The proceedings were regular.
The defendant in support of- his refusal to accept the bonds argues, through counsel, that Act No. 145, p. 248, of 1902, and its amendment, intrusted the board of commissioners of the district with the holding of elections, and that an election held under the direction of the police jury is null and void.
We will say that the plaintiffs in holding the election of January 9, 1909, under the auspices of the police jury, complied with the decisions of this court in the former Baker Case, 48 South. 654, 123 La. 75, and the case of Esteves v. Bayou Terre-aux-Bœuf Drainage District.
While it is true that the opinion was not res judicata, it was, none the less, rendered inter partes, and must be considered from that point of view strictly as between the parties, as binding, but it must be said that it is not binding further than inter partes. .

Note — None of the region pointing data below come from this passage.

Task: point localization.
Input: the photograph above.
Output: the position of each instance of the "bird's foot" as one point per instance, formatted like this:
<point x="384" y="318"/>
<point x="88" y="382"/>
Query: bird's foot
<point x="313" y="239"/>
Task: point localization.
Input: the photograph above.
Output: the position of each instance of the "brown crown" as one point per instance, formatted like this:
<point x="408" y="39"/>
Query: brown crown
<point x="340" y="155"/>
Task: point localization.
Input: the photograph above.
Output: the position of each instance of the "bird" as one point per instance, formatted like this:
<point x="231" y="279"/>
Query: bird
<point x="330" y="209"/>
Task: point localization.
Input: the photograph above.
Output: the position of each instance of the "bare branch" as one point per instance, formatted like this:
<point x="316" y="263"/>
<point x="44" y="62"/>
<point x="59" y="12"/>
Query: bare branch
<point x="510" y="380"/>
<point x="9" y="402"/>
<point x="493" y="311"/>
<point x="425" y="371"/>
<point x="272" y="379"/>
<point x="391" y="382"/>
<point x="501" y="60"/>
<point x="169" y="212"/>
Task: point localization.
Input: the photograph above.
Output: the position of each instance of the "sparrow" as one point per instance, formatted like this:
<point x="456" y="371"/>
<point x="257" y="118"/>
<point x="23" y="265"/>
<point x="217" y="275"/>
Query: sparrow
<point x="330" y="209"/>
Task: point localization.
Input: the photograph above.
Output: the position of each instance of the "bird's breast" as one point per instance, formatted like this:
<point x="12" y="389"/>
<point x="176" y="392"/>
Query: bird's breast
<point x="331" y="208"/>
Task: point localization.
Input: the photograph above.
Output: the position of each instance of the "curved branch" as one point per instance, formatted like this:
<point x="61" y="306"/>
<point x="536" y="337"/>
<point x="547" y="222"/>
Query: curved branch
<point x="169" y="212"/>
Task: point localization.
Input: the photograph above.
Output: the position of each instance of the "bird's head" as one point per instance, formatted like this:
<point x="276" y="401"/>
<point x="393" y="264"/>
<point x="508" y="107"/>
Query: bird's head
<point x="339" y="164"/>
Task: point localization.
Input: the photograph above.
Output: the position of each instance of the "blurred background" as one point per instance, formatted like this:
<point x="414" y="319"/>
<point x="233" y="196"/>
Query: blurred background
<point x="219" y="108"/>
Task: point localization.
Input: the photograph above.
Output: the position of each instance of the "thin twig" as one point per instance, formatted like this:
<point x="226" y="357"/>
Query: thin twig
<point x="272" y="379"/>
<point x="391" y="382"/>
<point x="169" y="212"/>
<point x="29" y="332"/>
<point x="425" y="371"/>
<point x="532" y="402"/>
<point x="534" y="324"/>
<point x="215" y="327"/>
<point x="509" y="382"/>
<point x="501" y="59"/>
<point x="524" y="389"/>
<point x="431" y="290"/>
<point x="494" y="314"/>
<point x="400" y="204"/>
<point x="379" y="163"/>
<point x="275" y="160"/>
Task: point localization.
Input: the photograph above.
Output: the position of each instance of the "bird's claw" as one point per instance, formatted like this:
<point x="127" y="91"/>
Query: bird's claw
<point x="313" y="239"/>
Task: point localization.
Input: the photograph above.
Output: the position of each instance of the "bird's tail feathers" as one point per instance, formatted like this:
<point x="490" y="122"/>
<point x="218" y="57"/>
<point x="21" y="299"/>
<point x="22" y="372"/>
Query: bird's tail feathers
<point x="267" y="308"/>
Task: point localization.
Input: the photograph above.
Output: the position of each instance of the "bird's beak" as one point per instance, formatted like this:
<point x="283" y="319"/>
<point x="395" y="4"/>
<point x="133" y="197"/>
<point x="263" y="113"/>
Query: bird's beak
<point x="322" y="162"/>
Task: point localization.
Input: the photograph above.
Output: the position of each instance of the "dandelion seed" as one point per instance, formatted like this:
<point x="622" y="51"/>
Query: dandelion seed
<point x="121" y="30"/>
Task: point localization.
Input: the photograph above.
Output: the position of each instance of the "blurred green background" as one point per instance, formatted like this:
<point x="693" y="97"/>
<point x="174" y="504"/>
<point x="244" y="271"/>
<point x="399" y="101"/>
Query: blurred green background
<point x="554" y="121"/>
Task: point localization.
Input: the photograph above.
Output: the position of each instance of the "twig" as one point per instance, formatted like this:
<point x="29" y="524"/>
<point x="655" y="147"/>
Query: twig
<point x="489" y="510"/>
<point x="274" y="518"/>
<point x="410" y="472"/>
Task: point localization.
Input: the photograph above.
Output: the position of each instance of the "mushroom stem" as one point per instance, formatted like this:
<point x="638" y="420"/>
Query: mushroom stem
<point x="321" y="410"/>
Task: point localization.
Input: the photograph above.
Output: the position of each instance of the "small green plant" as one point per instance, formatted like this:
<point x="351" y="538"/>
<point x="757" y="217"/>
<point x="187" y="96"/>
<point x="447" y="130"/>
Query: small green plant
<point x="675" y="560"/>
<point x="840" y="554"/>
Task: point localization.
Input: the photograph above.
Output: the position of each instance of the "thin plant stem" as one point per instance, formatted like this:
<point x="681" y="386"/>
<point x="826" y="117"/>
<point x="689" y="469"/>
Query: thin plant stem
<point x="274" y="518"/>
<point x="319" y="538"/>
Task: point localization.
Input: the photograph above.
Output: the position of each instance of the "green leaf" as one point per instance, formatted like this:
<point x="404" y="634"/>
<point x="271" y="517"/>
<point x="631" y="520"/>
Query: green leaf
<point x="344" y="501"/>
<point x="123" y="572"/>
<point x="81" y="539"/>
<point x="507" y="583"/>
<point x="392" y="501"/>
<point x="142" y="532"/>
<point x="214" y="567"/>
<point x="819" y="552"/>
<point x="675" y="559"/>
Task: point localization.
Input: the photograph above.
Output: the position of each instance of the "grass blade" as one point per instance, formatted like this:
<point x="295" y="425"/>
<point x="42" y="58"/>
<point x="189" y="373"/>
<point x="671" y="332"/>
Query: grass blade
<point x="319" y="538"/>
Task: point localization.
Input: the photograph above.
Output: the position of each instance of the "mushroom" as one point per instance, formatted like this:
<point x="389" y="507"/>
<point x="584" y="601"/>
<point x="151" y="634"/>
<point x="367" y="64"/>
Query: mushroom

We will not stop to discuss at any length the two elections, the one of August 15, 1900, and the other of January 9, 1909, further than to state as above, as between the parties, they must have authority.

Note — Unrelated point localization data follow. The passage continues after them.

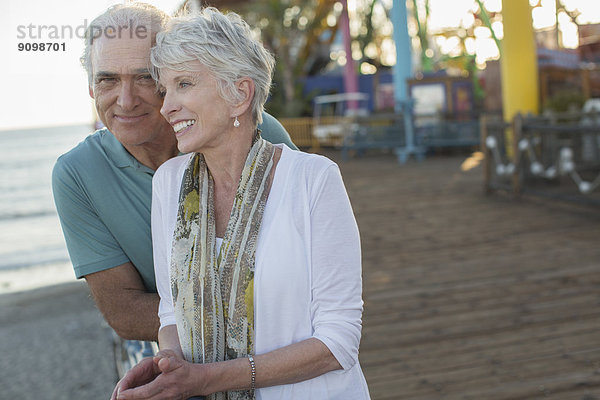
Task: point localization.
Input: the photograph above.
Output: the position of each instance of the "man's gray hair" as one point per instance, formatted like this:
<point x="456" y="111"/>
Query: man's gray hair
<point x="225" y="45"/>
<point x="139" y="17"/>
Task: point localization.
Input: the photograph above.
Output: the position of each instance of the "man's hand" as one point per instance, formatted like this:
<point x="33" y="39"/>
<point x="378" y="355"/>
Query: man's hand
<point x="169" y="377"/>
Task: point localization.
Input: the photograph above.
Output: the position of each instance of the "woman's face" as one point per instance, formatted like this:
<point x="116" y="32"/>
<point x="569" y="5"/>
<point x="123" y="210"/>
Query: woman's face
<point x="200" y="117"/>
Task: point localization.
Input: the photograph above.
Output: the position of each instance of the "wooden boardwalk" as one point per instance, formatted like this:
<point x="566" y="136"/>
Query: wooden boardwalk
<point x="470" y="296"/>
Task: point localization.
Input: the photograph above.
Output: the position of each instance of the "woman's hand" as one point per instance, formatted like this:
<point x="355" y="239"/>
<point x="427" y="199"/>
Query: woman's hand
<point x="167" y="376"/>
<point x="144" y="372"/>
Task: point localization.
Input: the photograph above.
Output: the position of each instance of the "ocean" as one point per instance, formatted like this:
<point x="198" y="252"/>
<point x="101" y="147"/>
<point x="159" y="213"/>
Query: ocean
<point x="30" y="234"/>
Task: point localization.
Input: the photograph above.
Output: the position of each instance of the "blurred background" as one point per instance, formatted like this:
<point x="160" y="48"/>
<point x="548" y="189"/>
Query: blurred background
<point x="427" y="105"/>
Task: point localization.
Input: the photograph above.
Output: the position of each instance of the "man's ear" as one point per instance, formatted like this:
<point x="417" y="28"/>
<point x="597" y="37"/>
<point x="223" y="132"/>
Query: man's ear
<point x="245" y="87"/>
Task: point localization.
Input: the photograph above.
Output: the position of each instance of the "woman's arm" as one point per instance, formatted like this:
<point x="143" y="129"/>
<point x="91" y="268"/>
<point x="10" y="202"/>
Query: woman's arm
<point x="337" y="311"/>
<point x="180" y="379"/>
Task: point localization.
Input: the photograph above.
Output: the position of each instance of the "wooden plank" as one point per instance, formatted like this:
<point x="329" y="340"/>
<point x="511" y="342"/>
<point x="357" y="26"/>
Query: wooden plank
<point x="470" y="296"/>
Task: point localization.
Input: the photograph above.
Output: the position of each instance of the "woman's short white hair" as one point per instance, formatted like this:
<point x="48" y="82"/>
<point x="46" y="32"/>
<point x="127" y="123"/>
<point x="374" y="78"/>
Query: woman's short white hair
<point x="225" y="45"/>
<point x="130" y="15"/>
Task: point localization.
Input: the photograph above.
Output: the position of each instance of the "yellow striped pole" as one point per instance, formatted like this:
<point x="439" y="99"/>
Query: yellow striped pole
<point x="520" y="93"/>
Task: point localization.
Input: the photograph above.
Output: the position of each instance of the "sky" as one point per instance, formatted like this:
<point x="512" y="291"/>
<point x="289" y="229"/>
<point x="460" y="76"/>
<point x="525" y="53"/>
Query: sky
<point x="49" y="88"/>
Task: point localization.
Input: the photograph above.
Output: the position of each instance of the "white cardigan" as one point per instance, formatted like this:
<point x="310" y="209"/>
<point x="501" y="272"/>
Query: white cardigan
<point x="307" y="281"/>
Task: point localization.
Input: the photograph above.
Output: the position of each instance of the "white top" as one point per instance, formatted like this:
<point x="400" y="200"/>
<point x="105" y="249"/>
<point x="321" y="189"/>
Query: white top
<point x="307" y="281"/>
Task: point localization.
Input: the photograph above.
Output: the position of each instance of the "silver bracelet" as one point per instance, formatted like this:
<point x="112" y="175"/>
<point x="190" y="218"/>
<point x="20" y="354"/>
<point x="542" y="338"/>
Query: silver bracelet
<point x="253" y="371"/>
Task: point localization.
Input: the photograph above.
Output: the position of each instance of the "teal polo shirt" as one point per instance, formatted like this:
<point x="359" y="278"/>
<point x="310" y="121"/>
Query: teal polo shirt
<point x="103" y="197"/>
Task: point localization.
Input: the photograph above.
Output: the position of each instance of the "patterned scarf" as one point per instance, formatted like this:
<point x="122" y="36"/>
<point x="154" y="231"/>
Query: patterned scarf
<point x="213" y="295"/>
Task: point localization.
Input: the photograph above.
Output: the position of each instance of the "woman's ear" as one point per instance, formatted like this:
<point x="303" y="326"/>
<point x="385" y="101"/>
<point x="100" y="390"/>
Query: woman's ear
<point x="245" y="88"/>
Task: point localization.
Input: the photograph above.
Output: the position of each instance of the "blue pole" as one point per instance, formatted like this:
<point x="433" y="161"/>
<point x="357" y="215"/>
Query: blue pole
<point x="402" y="72"/>
<point x="403" y="68"/>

The maxim, “Actus curite neminem gravahit” — that is, the action of the court should injure no one — is applicable. These parties have accepted the decision.
This brings us to a consideration of the important issue of the case; that is, the effect to be given to the last election, that held on June 14, 1909.
The proposition of the defendant is that an election called to validate an invalid election proceeding cannot be retroactive and have the effect of validating the first election.,
Why is it not possible for the taxpayer to ratify a prior election? It is an approval of that which was done, and a second expression of their will. There was nothing new proposed. There was nothing in law to prevent them from expressing their will a second time on the subject in order, if there had been any illegality or irregularity in the first election, it might be cured. These taxpayers came forward, as they had a right to do, and once more expressed the desire to improve their district as proposed. They expressed their willingness in due form to assume the obligations of paying the bonds.
Under the circumstances, in view of prior decisions, there can be no valid objection to the date of the bonds, which precedes by some months the date of the election. They had issued that which they conceived were valid bonds, and which they had a right to conceive were valid bonds after having complied with the text of the decisions to which we have before referred.
There was no error committed in the proceeding of the last election held to render the invalidity of these bonds reasonably certain. The plaintiffs relied upon the conclusiveness of the expressions of the court.
It might work a grievous wrong, the Supreme Court of the United States said in a case somewhat similar, “to overthrow these expressions and decisions.” “When the decision is one affecting the validity of bonds, notes, or bills, expressions and decisions should generally be held conclusive,” particularly as relates to those who are parties to the litigation. Vail v. Territory of Arizona, 207 U. S. 201, 28 Sup. Ct. 107, 52 L. Ed. 169.
The actions taken by the taxpayers is really more forcible and expressive than a ratification or a confirmation, by reason of the fact that they absolutely obligated themselves in this election to pay the taxes and the bonds as well as the interest.
We have considered every point presented, and have not found that there is good ground upon which to decree the nullity of the election or the invalidity of the bonds.
For reasons assigned, the judgment appealed from is affirmed.